Er ging in die Stadt. Aber er kam wieder von Zeit zu Zeit. Nicht im Pendlerbus
sondern auf dem Motorrad, mit Roßschweif und spitz zulaufenden Lederstiefeln.
Später auch noch mit einem Titel vor dem Namen. Dipl. Soz. Kogler Richard.
Ein wilder Hund für die Daheimgebliebenen.
Das Eis trug. Es war schorfig vom böhmischen Wind, der Eisstaubfahnen
aufblähte und Wangen sengte. Durch die dünneren Stellen der Eisdecke
schimmerte braun das eisenhältige Wasser.

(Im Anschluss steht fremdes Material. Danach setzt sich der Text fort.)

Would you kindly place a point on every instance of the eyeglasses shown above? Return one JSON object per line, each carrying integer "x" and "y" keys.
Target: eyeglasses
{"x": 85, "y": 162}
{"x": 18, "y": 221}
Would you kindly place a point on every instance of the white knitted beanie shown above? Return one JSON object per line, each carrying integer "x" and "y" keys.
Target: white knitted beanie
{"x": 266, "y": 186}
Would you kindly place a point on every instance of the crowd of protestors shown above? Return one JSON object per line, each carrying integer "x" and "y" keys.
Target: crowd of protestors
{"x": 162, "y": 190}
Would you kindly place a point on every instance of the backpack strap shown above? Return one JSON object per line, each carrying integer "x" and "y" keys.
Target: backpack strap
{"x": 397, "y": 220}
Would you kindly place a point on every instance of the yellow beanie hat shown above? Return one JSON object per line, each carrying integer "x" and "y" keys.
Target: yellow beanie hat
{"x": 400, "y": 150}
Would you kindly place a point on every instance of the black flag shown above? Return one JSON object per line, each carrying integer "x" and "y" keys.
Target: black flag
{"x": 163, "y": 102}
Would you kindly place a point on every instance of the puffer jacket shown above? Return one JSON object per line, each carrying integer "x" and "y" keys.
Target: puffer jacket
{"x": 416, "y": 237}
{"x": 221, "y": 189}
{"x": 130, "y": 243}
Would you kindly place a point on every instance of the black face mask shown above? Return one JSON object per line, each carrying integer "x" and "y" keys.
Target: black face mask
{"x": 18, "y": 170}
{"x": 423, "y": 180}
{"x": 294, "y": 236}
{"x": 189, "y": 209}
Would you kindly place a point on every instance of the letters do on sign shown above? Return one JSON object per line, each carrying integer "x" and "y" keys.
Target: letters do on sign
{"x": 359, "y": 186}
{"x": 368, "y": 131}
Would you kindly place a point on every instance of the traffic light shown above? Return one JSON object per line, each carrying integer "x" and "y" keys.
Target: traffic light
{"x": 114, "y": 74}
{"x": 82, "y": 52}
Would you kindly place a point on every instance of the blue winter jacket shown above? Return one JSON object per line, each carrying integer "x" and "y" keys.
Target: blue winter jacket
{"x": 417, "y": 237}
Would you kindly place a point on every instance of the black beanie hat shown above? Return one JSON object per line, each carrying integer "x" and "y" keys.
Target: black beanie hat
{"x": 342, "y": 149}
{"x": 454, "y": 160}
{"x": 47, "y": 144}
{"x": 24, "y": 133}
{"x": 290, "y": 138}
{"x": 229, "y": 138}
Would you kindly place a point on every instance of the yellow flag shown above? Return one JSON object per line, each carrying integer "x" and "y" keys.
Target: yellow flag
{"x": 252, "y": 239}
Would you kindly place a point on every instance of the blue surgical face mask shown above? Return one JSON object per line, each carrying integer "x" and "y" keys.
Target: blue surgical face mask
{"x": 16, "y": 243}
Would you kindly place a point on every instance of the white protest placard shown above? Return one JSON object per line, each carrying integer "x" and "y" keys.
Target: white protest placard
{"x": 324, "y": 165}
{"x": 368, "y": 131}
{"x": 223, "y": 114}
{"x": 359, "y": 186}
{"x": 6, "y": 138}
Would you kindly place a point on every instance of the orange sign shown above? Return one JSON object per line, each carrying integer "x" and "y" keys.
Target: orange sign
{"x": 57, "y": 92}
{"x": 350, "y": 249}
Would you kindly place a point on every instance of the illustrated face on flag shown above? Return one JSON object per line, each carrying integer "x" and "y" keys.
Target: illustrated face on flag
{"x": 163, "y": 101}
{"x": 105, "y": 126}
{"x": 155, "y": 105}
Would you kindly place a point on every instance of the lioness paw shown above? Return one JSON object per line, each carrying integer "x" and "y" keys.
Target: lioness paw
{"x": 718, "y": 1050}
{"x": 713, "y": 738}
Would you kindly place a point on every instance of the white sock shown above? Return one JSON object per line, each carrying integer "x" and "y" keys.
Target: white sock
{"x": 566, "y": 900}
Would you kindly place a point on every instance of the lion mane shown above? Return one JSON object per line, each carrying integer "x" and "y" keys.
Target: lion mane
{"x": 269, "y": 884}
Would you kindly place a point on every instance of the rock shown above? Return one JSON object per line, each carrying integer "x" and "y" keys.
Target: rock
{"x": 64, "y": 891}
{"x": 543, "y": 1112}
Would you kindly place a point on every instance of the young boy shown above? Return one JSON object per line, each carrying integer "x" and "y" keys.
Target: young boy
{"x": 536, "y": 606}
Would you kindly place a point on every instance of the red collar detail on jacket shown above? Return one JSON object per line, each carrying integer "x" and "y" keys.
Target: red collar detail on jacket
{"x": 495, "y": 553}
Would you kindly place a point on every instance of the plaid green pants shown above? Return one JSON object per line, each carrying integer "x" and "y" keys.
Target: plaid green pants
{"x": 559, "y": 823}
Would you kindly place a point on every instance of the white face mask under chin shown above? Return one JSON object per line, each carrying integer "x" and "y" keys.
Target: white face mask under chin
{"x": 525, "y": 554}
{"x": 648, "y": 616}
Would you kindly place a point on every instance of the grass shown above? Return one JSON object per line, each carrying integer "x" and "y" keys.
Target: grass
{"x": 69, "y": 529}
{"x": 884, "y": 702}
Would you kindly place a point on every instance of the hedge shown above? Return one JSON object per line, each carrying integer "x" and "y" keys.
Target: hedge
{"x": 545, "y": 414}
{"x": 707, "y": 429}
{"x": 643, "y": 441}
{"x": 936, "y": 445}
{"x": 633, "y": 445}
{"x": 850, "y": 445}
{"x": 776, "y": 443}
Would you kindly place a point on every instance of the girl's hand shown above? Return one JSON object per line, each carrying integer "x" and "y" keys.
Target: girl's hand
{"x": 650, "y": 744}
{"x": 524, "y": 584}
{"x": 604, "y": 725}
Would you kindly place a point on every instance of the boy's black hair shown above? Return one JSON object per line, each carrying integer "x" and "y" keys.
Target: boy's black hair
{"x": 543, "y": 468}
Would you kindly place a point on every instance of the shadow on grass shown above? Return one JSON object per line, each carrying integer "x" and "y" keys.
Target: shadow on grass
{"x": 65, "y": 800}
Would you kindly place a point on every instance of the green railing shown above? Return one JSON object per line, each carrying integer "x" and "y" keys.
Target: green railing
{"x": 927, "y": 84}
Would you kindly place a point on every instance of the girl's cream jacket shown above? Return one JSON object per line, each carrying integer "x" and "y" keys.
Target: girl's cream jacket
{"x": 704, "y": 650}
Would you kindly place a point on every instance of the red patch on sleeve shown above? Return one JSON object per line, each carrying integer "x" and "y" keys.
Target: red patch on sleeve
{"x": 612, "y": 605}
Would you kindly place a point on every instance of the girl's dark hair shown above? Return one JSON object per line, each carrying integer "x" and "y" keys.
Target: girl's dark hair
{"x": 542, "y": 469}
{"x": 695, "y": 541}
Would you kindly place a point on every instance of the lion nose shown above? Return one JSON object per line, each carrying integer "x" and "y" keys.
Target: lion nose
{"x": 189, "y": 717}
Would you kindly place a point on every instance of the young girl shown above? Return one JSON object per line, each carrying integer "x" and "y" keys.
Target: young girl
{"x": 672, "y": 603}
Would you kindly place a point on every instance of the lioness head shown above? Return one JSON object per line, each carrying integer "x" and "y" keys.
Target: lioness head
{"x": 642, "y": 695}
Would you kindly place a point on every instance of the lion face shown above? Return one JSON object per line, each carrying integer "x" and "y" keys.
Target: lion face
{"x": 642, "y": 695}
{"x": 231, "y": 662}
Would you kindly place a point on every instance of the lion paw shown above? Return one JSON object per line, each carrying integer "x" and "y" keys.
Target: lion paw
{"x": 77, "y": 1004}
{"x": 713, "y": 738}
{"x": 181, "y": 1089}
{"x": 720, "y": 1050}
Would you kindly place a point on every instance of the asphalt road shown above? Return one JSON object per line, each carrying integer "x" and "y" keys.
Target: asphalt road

Im Sommer spiegelten sich Fichten im roten Wasser. Der Teich war nicht tief,
aber kalt.
Der Teich war den Mädchen unheimlich. Die Fußknöchel verschwanden
in schwarzem Schlamm, die Zehen konnten gegen eine ausgewaschene Wurzel stoßen
oder gegen einen kantigen Stein. Er hatte den Mädchen geraten, gleich hinauszuschwimmen.

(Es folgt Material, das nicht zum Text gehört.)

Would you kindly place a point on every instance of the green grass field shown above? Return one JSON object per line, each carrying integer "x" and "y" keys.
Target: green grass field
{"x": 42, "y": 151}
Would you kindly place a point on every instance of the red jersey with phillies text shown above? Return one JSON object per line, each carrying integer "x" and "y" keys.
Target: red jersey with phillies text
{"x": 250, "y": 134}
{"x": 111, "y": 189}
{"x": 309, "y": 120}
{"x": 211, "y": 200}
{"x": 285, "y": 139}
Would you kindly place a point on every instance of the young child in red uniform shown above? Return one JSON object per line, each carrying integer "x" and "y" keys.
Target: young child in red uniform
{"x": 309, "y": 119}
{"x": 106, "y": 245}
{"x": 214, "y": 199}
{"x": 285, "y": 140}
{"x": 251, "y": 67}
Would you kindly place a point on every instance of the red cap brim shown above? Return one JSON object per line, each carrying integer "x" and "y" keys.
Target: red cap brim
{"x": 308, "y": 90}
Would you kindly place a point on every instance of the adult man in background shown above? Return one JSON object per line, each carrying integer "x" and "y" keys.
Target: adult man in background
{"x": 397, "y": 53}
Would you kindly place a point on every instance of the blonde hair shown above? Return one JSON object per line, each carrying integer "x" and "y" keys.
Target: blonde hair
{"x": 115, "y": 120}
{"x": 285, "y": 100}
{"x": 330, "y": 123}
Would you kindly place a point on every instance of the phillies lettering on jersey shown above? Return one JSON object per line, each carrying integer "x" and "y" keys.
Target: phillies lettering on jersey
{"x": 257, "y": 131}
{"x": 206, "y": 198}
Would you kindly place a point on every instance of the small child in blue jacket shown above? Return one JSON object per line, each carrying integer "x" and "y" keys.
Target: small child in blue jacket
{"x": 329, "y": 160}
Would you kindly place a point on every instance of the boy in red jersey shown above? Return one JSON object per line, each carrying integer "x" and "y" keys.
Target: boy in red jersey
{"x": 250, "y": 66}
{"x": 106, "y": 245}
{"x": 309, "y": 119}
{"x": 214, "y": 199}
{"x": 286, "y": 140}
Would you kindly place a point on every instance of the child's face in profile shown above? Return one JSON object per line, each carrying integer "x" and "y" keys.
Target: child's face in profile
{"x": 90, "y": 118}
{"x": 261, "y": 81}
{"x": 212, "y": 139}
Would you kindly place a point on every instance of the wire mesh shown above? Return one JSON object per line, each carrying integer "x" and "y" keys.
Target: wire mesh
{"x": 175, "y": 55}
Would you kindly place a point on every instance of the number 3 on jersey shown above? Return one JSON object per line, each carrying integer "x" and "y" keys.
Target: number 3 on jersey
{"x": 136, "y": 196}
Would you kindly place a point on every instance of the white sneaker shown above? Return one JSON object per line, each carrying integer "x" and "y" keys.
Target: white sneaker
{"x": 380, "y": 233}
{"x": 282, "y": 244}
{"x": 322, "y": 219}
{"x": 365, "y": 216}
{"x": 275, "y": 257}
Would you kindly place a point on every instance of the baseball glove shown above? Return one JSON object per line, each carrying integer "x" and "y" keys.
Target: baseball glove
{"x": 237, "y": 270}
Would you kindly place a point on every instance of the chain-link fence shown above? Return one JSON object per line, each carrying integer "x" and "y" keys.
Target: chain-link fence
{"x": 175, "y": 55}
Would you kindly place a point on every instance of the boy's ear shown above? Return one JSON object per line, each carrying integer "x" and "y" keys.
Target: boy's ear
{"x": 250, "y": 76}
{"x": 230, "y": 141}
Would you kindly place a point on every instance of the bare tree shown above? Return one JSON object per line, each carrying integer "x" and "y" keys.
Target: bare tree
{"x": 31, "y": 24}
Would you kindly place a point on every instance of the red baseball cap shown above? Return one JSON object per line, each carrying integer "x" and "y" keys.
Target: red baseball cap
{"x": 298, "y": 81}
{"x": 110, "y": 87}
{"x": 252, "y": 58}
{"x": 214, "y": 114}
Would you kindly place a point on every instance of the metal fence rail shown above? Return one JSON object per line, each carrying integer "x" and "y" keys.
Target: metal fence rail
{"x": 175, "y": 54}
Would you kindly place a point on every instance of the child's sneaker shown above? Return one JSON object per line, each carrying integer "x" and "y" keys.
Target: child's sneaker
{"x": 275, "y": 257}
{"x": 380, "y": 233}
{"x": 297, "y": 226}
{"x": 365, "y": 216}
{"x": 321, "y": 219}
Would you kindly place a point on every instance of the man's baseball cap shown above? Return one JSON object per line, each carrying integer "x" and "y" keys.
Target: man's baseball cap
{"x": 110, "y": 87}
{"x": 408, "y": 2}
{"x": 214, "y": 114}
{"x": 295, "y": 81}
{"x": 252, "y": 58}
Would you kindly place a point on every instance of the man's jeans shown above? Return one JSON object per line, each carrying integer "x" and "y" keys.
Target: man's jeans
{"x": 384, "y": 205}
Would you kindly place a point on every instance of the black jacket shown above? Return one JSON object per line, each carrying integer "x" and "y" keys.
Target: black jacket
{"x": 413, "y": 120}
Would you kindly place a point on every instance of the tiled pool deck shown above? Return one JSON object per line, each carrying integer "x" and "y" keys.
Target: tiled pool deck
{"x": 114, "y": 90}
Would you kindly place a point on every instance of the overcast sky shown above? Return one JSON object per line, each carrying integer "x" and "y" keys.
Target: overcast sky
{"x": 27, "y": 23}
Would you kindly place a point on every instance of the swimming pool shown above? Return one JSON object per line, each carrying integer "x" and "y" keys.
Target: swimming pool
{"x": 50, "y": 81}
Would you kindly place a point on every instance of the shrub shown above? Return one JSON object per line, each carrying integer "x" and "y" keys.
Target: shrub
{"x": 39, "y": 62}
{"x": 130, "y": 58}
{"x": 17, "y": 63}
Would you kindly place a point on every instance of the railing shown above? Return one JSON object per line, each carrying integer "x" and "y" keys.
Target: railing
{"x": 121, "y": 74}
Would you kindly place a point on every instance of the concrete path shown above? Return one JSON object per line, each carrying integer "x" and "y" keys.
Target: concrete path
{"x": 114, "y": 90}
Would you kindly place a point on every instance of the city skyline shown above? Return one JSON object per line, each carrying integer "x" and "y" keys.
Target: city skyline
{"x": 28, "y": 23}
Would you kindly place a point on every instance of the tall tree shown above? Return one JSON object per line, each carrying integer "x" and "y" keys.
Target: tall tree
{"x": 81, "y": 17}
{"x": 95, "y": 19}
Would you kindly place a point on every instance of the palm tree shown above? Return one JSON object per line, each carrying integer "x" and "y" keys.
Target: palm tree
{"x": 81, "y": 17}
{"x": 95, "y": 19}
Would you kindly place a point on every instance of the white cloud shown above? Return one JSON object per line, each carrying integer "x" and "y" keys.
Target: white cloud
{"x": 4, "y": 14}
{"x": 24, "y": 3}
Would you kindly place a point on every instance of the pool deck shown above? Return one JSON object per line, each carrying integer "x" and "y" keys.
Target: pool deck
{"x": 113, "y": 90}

Die Mädchen hörten nicht auf ihn. Spritzend und kreischend liefen
sie ins Wasser, das ihnen kaum zur Brust reichte. Nur Desireé hielt sich
abseits, steif und die Hände abwehrend gespreizt, als stünde sie in
flüssigem Metall.
Desi, keine Angst, das Wasser frißt dich nicht.
Richi, du Idiot, schwimm doch selber, wenn du kannst.